Overview of Our Study
Let's quickly go over our experimental setup, how we measure verification ability, and different
verification settings.
Models
We treat every model as both a solver and a verifier. As a solver, each model generates a
chain-of-thought solution per problem; as a verifier, it reads the original problem and a
solution to decide whether the solution is correct (also with chain-of-thought).
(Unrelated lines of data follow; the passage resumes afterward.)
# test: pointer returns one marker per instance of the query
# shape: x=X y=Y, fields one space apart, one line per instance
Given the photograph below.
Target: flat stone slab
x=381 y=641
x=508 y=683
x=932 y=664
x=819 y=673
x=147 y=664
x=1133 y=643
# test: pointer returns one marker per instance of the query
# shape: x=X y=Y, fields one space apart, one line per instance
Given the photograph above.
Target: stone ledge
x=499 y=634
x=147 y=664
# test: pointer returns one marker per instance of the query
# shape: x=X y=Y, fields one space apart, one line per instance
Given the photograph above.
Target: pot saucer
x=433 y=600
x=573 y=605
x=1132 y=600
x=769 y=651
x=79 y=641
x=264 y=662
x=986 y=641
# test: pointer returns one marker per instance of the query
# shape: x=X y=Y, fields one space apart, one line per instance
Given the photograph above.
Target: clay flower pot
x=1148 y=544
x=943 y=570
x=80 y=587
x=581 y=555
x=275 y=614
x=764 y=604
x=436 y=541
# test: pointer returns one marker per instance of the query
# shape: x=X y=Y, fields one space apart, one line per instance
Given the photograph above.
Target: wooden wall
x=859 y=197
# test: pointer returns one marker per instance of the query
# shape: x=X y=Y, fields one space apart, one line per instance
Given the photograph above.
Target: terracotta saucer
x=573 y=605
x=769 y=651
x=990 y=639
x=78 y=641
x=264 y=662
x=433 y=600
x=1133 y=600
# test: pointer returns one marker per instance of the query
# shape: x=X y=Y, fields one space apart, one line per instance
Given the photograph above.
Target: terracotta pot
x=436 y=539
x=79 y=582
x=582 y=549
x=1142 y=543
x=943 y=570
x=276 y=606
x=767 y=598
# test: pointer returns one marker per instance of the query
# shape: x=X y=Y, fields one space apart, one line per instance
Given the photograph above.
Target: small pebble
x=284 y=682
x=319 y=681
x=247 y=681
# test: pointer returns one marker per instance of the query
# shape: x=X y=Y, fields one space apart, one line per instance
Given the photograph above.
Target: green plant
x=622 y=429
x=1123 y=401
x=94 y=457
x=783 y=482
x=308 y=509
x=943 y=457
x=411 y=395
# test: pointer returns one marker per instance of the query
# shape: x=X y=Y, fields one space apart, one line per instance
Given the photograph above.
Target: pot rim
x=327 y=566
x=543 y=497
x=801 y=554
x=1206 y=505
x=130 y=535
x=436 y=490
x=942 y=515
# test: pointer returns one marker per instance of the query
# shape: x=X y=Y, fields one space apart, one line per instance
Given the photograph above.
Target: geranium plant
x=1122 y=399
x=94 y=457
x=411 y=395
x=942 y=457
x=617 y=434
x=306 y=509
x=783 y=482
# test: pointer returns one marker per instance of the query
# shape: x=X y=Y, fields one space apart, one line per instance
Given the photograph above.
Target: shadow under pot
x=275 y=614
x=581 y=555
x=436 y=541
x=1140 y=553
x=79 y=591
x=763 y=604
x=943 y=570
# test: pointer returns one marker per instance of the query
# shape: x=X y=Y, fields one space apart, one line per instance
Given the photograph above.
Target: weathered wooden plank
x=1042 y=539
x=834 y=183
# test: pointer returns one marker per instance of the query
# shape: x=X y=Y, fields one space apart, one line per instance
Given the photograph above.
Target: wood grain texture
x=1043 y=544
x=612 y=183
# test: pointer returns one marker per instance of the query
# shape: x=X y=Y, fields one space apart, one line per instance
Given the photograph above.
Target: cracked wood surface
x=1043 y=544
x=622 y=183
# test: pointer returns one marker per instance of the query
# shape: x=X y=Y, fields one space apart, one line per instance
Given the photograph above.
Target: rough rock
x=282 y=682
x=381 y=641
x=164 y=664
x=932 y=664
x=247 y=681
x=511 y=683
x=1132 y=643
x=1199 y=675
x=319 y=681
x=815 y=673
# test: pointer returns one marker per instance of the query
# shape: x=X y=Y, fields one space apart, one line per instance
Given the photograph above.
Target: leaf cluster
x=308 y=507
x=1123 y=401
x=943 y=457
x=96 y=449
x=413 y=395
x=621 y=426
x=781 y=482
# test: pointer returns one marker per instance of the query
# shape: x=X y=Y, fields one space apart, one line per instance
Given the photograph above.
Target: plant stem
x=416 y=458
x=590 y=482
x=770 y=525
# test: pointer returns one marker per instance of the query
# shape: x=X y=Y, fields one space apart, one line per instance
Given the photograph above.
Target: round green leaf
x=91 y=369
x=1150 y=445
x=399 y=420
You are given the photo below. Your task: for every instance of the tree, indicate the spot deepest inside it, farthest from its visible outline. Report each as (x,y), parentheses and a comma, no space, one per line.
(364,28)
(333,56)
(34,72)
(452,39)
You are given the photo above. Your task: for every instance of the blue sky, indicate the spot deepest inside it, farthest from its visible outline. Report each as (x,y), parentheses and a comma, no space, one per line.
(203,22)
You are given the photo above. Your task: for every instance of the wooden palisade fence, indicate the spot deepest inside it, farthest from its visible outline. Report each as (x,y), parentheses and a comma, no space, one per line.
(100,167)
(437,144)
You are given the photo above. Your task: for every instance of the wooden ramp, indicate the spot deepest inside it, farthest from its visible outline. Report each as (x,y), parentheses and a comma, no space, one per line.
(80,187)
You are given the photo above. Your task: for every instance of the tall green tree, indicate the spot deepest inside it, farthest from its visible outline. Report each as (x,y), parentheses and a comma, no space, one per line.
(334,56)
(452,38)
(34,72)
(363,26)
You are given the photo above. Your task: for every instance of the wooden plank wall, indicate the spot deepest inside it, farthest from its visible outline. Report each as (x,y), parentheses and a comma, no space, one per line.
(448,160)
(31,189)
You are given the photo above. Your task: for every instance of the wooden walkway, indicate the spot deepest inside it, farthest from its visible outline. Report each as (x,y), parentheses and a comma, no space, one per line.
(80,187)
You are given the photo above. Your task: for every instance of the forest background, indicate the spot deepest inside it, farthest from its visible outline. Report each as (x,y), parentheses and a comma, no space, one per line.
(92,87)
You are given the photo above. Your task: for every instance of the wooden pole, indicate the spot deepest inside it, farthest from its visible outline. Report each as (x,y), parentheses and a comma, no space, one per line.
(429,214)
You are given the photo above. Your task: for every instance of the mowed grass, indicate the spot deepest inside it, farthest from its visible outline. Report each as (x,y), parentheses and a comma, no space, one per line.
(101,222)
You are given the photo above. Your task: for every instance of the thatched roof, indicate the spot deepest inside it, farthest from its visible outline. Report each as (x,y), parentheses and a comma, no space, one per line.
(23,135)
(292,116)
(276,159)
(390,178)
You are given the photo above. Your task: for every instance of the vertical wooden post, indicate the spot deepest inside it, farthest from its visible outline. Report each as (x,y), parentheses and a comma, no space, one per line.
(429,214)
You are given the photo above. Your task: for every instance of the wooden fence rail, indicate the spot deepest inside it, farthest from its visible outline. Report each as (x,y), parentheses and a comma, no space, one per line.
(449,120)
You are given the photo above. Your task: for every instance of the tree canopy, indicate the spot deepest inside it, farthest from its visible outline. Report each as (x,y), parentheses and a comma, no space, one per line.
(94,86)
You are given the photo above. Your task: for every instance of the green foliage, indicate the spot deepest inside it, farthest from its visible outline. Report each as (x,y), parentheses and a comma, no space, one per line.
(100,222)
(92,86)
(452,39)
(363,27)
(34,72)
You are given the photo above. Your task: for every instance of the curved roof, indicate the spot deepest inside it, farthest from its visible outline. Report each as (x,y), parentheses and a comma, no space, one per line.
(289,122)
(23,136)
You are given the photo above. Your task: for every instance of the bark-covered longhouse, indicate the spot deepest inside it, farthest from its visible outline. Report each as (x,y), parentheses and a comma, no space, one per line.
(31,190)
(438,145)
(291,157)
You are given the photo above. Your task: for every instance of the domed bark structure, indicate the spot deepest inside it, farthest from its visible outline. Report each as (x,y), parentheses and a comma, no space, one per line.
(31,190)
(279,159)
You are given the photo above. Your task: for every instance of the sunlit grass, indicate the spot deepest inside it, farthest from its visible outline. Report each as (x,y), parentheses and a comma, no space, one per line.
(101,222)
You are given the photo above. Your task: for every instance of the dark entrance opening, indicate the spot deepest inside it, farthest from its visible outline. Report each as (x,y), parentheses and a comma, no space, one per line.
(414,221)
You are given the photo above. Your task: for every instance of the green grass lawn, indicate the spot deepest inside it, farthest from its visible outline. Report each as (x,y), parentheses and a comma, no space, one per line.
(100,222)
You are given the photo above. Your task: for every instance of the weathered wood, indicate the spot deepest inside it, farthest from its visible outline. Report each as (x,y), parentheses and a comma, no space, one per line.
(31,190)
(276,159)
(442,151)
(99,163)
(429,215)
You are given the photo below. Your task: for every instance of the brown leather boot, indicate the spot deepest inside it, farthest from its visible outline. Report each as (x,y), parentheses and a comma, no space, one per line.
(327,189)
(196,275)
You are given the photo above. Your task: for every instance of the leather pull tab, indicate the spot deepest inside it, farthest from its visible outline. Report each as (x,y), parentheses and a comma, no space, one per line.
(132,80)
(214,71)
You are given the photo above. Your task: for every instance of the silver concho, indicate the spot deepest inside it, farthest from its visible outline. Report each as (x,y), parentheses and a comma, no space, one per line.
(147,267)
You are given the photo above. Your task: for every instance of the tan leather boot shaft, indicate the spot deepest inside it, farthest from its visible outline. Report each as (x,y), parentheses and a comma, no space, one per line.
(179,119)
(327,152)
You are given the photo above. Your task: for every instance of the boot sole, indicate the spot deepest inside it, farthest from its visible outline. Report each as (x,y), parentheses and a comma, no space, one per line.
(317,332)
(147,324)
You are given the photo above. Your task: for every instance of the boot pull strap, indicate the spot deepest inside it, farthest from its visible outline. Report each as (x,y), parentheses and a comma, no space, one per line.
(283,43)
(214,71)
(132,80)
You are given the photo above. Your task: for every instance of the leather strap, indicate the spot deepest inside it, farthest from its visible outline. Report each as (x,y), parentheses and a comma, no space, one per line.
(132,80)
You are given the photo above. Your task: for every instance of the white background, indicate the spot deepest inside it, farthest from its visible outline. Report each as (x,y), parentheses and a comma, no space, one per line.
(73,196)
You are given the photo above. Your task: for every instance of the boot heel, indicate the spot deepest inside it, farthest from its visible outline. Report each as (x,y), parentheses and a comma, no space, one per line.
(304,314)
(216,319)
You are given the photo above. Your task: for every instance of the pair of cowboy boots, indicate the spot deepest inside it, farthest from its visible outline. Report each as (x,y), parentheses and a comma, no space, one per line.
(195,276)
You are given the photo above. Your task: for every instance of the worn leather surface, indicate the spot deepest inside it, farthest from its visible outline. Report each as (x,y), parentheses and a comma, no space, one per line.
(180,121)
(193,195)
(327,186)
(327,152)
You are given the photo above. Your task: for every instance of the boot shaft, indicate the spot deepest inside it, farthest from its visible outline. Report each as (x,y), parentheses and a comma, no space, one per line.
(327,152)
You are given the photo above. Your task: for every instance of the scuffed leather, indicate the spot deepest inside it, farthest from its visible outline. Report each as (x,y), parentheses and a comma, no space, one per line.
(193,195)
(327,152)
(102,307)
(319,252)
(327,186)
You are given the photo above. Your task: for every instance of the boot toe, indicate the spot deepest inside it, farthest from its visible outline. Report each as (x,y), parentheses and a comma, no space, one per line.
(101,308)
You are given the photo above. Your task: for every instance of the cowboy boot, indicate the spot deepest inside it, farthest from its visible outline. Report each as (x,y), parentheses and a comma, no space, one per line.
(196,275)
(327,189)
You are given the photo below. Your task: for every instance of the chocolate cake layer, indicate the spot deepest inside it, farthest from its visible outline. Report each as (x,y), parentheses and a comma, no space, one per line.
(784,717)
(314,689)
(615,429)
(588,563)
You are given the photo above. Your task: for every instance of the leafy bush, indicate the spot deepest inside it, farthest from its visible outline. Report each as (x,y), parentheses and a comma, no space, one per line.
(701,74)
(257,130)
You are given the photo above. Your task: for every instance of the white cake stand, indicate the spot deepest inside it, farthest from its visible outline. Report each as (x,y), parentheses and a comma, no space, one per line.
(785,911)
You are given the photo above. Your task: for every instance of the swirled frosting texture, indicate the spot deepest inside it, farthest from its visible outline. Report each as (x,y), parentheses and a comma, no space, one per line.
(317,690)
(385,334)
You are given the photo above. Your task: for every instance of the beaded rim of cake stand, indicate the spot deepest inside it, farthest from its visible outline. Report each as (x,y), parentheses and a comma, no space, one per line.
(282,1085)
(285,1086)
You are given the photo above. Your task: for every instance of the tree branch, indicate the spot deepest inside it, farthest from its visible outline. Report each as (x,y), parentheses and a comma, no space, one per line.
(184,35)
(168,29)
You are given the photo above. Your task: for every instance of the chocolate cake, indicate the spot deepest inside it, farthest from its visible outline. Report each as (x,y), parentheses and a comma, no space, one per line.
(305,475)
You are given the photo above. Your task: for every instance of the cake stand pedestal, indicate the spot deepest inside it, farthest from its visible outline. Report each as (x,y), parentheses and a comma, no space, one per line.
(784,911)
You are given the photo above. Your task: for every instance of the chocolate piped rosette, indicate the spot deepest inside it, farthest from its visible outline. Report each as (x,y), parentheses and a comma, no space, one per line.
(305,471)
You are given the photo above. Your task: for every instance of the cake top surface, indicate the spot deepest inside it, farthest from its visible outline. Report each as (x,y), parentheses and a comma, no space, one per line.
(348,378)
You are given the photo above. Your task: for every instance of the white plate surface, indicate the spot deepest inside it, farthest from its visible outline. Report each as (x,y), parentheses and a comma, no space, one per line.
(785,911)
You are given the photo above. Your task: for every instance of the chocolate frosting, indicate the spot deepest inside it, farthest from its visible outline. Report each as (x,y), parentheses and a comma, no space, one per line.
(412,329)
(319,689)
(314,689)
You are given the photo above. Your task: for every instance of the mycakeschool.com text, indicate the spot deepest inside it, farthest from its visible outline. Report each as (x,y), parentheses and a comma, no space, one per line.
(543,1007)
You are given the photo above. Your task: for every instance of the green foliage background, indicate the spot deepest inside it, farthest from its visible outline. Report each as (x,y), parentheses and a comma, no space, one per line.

We evaluate 37 models, including 21 post-trained and
16 base models from the Llama3,
Qwen2.5, Qwen3, and
DeepSeek-R1 families spanning
0.5B-72B parameters.
Datasets
We evaluate our models on 6 real-world tasks (GSM8K, AIME,
CSQA, GPQA, MMLU-STEM, and MMLU-Social-Sciences) and 3 synthetic tasks
(3SAT, Sudoku, and Matrix Multiplication).
Metrics
Verifier performance has multiple dimensions, so we track classification metrics like
accuracy, false positive rate (FPR), false negative rate (FNR), and also the downstream effect of verifier-based
rejection sampling via verifier gain, defined as
\(
\underbrace{Gain(S, V; D)}_{\substack{\text{performance improvement} \\ \text{from using verifier}}}
\;=\;
\underbrace{Precision(S, V; D)}_{\substack{\text{accuracy after test-time} \\ \text{rejection sampling with verifier}}}
\;-\;
\underbrace{SolverAccuracy(S; D)}_{\text{base solver's accuracy}}
\)
where \(V\) is a verifier, \(S\) is a solver, and \(D\) is a dataset.
Verification Settings
We compare three ways of pairing solvers and verifiers:
- Self-Verification: the same model acts as both solver and verifier.
- Intra-Family Verification: solver and verifier come from the same model family but have different sizes.
- Cross-Family Verification: solver and verifier are drawn from different model families or differ in base vs. post-trained.